Regular jockey Jessie Philpot, who has ridden Highly Decorated to his past five wins, is on board again in Monday’s Cup.
“He will go to the front and stay there, hopefully. Can he stay there for the whole 2000 metres? It will probably depend on how many others take him on while he is rolling along out in front,” she said.
“There are a few more speed horses in this race, though.

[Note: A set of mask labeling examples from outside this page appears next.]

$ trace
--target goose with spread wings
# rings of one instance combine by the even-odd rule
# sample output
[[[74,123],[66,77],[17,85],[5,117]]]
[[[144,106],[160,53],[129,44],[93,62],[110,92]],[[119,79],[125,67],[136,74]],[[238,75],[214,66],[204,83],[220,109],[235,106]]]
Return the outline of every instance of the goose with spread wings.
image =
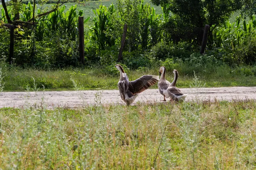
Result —
[[[144,75],[135,80],[129,81],[122,67],[119,64],[115,67],[120,72],[118,83],[120,96],[128,105],[134,101],[139,94],[154,85],[159,79],[158,76]]]

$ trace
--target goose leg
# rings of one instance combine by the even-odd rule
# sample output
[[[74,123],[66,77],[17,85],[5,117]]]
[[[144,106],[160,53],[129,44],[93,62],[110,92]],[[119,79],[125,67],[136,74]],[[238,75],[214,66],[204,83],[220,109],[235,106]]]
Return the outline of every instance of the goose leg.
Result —
[[[165,102],[166,101],[166,99],[165,99],[165,95],[163,95],[163,101]]]

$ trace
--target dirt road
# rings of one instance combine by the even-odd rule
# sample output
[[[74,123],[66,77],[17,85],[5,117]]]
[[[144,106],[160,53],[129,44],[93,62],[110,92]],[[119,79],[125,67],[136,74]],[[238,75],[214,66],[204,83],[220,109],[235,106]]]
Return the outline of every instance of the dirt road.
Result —
[[[186,101],[199,99],[231,101],[233,99],[256,99],[256,87],[181,88],[188,96]],[[163,102],[163,96],[157,89],[148,89],[140,94],[134,103]],[[43,104],[48,108],[58,107],[79,107],[97,104],[124,105],[118,91],[39,91],[32,92],[0,92],[0,108],[39,106]]]

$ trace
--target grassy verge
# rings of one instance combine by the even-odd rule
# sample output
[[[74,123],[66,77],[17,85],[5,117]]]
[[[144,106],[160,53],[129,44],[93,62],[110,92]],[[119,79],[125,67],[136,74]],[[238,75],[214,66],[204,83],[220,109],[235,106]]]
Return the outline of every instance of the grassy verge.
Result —
[[[8,68],[2,65],[0,84],[4,91],[33,90],[35,85],[39,91],[117,89],[119,74],[113,66],[95,68],[68,68],[48,70],[18,67]],[[166,79],[173,79],[172,70],[179,73],[177,86],[189,88],[195,74],[205,87],[256,86],[256,67],[232,68],[228,66],[193,68],[186,64],[169,68]],[[158,67],[125,70],[130,80],[144,74],[159,75]],[[75,88],[76,87],[76,88]],[[157,85],[151,88],[157,88]]]
[[[256,101],[0,109],[0,169],[253,169]]]

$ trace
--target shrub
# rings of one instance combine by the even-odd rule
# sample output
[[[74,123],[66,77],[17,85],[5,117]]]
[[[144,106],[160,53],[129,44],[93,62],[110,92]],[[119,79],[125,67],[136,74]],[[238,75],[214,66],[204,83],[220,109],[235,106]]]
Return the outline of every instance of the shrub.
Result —
[[[123,52],[122,62],[130,68],[137,69],[140,67],[148,67],[151,65],[152,60],[138,51]]]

Whatever happens on the day, we are happy with what he’s done.”
The success of Highly Decorated, who started his career with Kurt Goldman at Goulburn, has prompted Bruggemann to set up a permanent base at Fannie Bay while maintaining her property at Monarto.
“We have been up three or four times now for the carnival with horses … but I’m actually at the TRNT (Thoroughbred Racing NT) office now about to do my Northern Territory trainer’s licence, so we will have a team up here all the time now,” she said.
“I have a nice property at Monarto, just out of Murray Bridge, and I don’t want to sell that, so we will probably have a team there as well.
“Not all the horses go on the dirt up here and we will be taking home five or six who haven’t handled it so well and they will race back in South Australia.”
The Darwin carnival often draws owners, trainers and jockeys, as well as punters, from around the country keen to escape the cold southern winters and Bruggemann says, for her, the local industry year-round is one that is undervalued by many participants.
“Even the average races up here, leading into the carnival, are worth $16,000 and $17,000 to the winner,” she said.
“That’s provincial money back in Adelaide and these horses might not be that class, so we will definitely bring a truckload up and try and win a few more in the off-season.”
And, to rub it in for the people who are in lockdown and unable to make what is often their annual trip to Darwin, Bruggemann said: “It has been a super carnival. There are heaps of people here, lots of travellers.
“The big trainers up here have got full stables and it’s a really fun spot to be at the moment. It is pretty much non-existent with Covid. You don’t see a mask anywhere.”